スポーツ選手も保険適用? 競技中ケガしたら 企業に雇用されプレー

キーワード:
  • 業務上災害
Q

 原則無観客ですが、オリンピックそしてパラリンピックと熱戦が続きます。そこで疑問ですが、出場選手の中に企業に所属する人もいます。身分としては会社員ですが、練習や競技参加について大幅な優遇を受けているような人たちです。今回の大会参加は「企業というより日本を代表」するものですが、仮に競技期間中にケガ等をした場合、労災保険の適用はどうなるのでしょうか。【埼玉・O社】

A

出張・出勤扱いなど要件

 業務上の災害として労災保険給付を受けるためには、基本的にその行為に「業務遂行性」があり、かつ発症した傷病について「業務起因性」が認められる必要があります。

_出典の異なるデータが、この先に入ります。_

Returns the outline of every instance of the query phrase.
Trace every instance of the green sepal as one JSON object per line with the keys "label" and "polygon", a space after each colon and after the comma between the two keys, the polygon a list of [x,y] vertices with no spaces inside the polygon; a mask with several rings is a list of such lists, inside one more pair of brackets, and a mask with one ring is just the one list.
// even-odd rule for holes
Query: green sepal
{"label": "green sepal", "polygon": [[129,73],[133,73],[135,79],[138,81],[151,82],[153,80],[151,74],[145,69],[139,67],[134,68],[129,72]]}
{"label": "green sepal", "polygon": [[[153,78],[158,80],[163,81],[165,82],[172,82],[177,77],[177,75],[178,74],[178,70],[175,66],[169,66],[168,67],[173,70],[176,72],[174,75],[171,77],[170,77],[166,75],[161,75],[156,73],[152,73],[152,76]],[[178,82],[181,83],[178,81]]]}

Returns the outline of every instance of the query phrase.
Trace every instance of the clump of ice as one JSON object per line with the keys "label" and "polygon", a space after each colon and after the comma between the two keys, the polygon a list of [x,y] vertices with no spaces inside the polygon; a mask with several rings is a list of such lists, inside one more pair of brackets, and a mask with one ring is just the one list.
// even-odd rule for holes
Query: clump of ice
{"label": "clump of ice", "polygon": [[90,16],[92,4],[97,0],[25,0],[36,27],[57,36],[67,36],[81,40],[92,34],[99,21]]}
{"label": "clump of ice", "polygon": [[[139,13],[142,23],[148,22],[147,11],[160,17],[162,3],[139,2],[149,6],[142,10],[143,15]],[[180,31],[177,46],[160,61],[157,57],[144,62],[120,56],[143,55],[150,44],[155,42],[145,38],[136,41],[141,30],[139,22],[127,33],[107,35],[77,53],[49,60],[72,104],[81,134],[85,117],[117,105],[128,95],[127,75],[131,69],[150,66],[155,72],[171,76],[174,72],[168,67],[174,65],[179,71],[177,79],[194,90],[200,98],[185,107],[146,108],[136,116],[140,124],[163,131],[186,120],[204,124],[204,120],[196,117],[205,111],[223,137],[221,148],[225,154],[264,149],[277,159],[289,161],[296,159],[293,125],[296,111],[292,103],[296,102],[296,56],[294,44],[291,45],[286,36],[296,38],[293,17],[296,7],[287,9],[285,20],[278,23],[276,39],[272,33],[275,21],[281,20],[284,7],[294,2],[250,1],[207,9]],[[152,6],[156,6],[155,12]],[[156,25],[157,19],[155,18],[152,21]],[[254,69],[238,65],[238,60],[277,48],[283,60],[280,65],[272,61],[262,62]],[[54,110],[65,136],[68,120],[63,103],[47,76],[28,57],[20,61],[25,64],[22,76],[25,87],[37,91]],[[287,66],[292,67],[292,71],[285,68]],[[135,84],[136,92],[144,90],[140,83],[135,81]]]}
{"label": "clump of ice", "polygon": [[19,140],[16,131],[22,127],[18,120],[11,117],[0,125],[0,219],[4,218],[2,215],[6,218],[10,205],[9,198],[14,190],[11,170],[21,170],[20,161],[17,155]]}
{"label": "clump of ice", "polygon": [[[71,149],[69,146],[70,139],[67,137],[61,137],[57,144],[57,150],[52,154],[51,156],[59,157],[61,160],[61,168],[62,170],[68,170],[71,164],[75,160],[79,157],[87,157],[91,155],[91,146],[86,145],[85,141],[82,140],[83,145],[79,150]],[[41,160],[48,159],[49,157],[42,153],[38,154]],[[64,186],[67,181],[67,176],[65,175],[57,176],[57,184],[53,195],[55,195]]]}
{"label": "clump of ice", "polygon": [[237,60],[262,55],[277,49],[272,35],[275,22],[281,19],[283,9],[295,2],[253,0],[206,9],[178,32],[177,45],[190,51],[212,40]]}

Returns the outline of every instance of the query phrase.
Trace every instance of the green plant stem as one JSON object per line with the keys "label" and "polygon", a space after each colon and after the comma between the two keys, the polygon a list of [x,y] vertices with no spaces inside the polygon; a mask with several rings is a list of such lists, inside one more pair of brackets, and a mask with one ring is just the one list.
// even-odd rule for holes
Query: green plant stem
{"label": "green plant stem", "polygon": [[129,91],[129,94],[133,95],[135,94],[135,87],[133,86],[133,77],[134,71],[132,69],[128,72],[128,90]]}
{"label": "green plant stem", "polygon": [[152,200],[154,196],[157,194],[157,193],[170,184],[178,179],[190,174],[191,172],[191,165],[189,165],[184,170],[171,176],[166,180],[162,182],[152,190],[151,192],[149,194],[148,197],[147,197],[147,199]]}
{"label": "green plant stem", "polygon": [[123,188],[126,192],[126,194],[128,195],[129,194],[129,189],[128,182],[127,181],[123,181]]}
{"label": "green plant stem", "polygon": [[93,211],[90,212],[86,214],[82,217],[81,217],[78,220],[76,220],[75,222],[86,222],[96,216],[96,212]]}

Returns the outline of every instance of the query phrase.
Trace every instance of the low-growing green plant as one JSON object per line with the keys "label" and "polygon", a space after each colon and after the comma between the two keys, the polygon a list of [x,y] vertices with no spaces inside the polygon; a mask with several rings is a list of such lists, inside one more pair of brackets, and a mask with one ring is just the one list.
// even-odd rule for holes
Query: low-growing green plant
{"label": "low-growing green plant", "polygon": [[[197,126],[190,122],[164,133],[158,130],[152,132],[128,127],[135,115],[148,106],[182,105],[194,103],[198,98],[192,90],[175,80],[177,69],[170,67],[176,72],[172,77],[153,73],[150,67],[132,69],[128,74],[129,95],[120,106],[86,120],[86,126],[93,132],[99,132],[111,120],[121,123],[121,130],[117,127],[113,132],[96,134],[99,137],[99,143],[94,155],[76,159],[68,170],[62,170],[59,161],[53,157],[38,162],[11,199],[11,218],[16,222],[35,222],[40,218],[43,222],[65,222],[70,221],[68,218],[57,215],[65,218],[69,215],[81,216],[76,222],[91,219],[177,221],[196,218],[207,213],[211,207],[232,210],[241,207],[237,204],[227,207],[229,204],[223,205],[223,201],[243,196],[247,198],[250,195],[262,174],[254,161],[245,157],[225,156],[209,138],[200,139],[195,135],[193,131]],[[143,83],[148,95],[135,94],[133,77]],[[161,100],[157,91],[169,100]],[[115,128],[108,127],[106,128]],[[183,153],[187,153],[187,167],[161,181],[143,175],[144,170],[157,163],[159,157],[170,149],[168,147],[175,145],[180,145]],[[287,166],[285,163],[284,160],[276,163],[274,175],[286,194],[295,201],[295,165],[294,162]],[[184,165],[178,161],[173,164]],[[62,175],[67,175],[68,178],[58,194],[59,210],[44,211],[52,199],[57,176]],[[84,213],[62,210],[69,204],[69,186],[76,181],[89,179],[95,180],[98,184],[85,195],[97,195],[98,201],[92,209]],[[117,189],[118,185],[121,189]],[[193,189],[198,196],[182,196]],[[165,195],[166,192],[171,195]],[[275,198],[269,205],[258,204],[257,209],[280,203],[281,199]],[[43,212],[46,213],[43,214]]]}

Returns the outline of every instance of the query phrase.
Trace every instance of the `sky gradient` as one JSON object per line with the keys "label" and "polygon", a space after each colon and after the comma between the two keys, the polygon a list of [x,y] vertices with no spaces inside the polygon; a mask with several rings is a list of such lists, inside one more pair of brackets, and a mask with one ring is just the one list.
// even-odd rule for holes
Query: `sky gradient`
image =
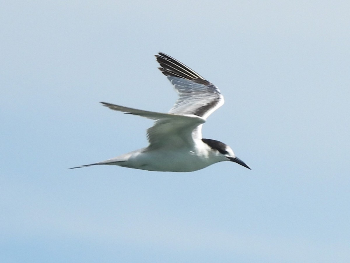
{"label": "sky gradient", "polygon": [[[0,262],[348,262],[350,3],[5,1]],[[176,94],[158,51],[217,86],[190,173],[68,168],[147,145]]]}

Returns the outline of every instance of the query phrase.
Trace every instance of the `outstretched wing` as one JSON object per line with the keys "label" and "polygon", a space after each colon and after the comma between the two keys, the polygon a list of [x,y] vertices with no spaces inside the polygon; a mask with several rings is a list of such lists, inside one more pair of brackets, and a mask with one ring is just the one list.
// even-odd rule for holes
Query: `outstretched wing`
{"label": "outstretched wing", "polygon": [[101,103],[104,106],[114,110],[155,120],[154,125],[147,130],[147,136],[150,144],[148,148],[150,149],[167,146],[173,149],[191,145],[193,143],[193,130],[205,122],[203,118],[196,115],[161,113],[107,102]]}
{"label": "outstretched wing", "polygon": [[191,114],[206,119],[224,104],[217,87],[173,58],[159,52],[158,68],[174,85],[179,98],[169,113]]}

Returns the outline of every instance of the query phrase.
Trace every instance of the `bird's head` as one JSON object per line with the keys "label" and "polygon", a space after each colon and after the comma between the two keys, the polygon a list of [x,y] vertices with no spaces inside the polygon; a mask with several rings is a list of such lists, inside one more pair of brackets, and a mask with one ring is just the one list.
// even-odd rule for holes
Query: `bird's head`
{"label": "bird's head", "polygon": [[250,167],[245,163],[233,153],[231,147],[223,142],[210,139],[202,139],[203,142],[207,144],[212,150],[217,152],[217,154],[221,157],[222,161],[230,161],[237,163],[242,166],[244,166],[251,170]]}

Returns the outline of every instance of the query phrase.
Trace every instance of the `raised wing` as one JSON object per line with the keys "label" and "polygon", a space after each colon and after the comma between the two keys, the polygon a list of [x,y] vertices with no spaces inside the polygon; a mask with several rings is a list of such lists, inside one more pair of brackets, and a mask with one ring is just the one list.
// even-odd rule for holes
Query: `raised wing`
{"label": "raised wing", "polygon": [[101,103],[114,110],[156,120],[154,125],[147,130],[147,137],[150,144],[149,149],[164,148],[168,146],[173,149],[191,146],[193,144],[192,134],[194,130],[205,122],[203,118],[195,115],[161,113],[107,102]]}
{"label": "raised wing", "polygon": [[169,113],[196,115],[206,119],[224,104],[224,97],[217,87],[174,58],[158,54],[155,55],[161,66],[158,68],[179,95]]}

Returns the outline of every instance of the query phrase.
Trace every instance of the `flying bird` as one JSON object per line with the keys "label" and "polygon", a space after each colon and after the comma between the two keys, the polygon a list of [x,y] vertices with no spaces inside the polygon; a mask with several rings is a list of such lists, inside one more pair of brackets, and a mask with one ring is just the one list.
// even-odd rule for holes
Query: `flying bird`
{"label": "flying bird", "polygon": [[70,169],[104,164],[149,171],[190,172],[230,161],[250,169],[228,145],[202,138],[203,124],[224,104],[217,87],[170,56],[161,52],[155,56],[160,65],[158,68],[178,94],[167,113],[101,102],[111,109],[155,121],[147,130],[149,145],[106,161]]}

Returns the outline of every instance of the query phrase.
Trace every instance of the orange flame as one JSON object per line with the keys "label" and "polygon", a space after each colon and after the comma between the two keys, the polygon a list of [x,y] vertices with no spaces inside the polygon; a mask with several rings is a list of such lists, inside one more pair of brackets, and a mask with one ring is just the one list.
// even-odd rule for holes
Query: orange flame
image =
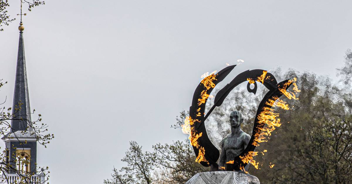
{"label": "orange flame", "polygon": [[200,105],[202,103],[205,103],[209,97],[209,95],[207,94],[207,90],[203,90],[201,93],[201,97],[202,98],[198,98],[198,105]]}
{"label": "orange flame", "polygon": [[[204,87],[207,88],[207,89],[209,89],[210,88],[214,88],[215,87],[215,84],[214,84],[214,83],[213,82],[213,81],[217,80],[215,77],[218,74],[214,74],[216,71],[216,70],[213,71],[211,74],[210,74],[210,75],[205,77],[204,79],[203,79],[201,81],[201,83],[204,85]],[[202,75],[202,76],[203,76]]]}
{"label": "orange flame", "polygon": [[288,104],[286,104],[286,102],[282,100],[279,99],[277,97],[273,98],[272,99],[269,99],[268,100],[268,101],[265,102],[265,104],[271,106],[279,107],[285,110],[290,109],[290,108],[288,107]]}
{"label": "orange flame", "polygon": [[257,81],[261,82],[262,84],[264,83],[264,79],[265,79],[265,76],[266,75],[267,73],[267,71],[263,70],[263,74],[258,77]]}
{"label": "orange flame", "polygon": [[226,164],[233,164],[233,162],[234,161],[234,161],[234,160],[233,160],[233,161],[229,161],[226,162]]}
{"label": "orange flame", "polygon": [[[257,81],[262,82],[263,81],[265,77],[265,76],[266,74],[265,71],[263,71],[263,74],[260,77],[258,77]],[[269,76],[266,77],[266,79],[269,79]],[[248,79],[247,79],[247,80]],[[294,78],[293,80],[289,80],[287,82],[284,84],[283,87],[282,88],[279,88],[278,89],[284,95],[288,98],[289,99],[294,99],[298,100],[298,98],[296,97],[296,94],[298,92],[301,91],[301,90],[298,89],[297,85],[295,82],[297,81],[297,79]],[[291,83],[294,86],[293,88],[294,93],[288,92],[285,89]],[[272,107],[279,107],[284,110],[289,110],[290,108],[288,104],[286,102],[282,100],[279,99],[277,97],[273,97],[272,99],[269,99],[268,101],[265,102],[266,105],[270,105]],[[278,113],[276,113],[274,112],[274,109],[267,107],[263,108],[263,110],[258,116],[258,123],[259,124],[257,128],[258,130],[256,132],[254,135],[254,139],[252,144],[254,145],[259,146],[258,143],[264,142],[268,142],[268,139],[269,137],[265,137],[266,136],[270,136],[271,135],[271,132],[275,129],[276,127],[280,127],[281,124],[280,123],[280,118],[278,118],[279,114]],[[266,125],[266,127],[264,127]],[[260,127],[263,128],[260,128]],[[266,152],[267,150],[264,150],[263,151],[261,152],[264,155],[264,152]],[[257,155],[257,152],[249,152],[245,156],[242,157],[240,156],[240,158],[242,159],[242,162],[244,163],[250,163],[254,166],[256,169],[258,169],[258,163],[256,163],[255,161],[253,159],[253,157]],[[272,168],[275,164],[272,164],[270,163],[269,166],[270,168]],[[241,166],[240,165],[240,168]]]}
{"label": "orange flame", "polygon": [[194,127],[191,127],[191,125],[194,124],[195,122],[200,122],[197,119],[192,120],[190,116],[186,117],[184,119],[184,124],[181,125],[182,128],[182,131],[184,134],[188,134],[188,139],[189,139],[191,145],[195,147],[198,149],[198,155],[196,159],[196,162],[200,163],[201,162],[205,162],[208,163],[208,161],[205,158],[204,155],[205,154],[205,149],[200,145],[198,142],[198,139],[202,136],[202,132],[197,134],[194,130]]}
{"label": "orange flame", "polygon": [[[293,80],[289,80],[289,81],[287,81],[287,82],[284,84],[283,87],[279,89],[279,90],[286,97],[289,99],[291,100],[293,98],[295,100],[298,100],[298,98],[296,97],[296,94],[297,94],[297,93],[300,91],[301,90],[298,89],[298,88],[297,87],[297,85],[296,84],[296,82],[295,82],[297,81],[297,79],[295,77],[294,78]],[[287,88],[288,86],[291,83],[292,83],[293,82],[294,83],[293,84],[294,86],[293,89],[294,91],[295,91],[295,93],[294,93],[292,92],[287,92],[287,91],[285,89]]]}
{"label": "orange flame", "polygon": [[[263,70],[263,74],[262,74],[260,76],[257,77],[257,79],[256,81],[257,81],[259,82],[262,83],[262,84],[264,83],[264,79],[265,79],[265,77],[266,75],[266,73],[268,73],[268,71],[266,70]],[[268,79],[270,78],[270,76],[268,76],[266,77],[266,79]],[[247,79],[247,80],[248,81],[248,82],[249,82],[250,84],[253,84],[255,82],[254,80],[251,78],[248,78]]]}
{"label": "orange flame", "polygon": [[247,80],[248,81],[248,82],[249,82],[250,84],[253,84],[256,82],[256,81],[254,81],[254,80],[252,79],[251,78],[247,78]]}
{"label": "orange flame", "polygon": [[256,161],[253,159],[253,156],[258,155],[258,151],[249,151],[245,154],[244,156],[240,156],[240,158],[242,160],[244,163],[250,163],[256,169],[258,169],[258,164],[259,162],[256,162]]}
{"label": "orange flame", "polygon": [[[281,125],[280,119],[277,118],[279,114],[274,113],[274,109],[264,107],[263,109],[258,115],[258,122],[259,127],[257,127],[258,130],[254,135],[254,141],[252,143],[254,145],[259,146],[258,143],[268,142],[264,136],[271,135],[271,132],[275,130],[275,127],[280,127]],[[267,125],[266,127],[260,127],[266,125]]]}
{"label": "orange flame", "polygon": [[247,174],[248,173],[248,172],[246,171],[246,170],[245,170],[244,167],[242,166],[241,164],[240,164],[240,169],[241,171],[245,172],[246,173],[247,173]]}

 運動の練習や競技参加に関しても、上記の要件を満たせば、労災保険の保護対象となります。ご質問にある「企業スポーツ選手」タイプのほか、一般の会社員であっても、業務命令で運動会等に参加した場合等は、労災認定の余地があります。

 ただし、いわゆる接待ゴルフ等に関しては、被災者側の「業務上」という主張が認められないケースも少なくありません。…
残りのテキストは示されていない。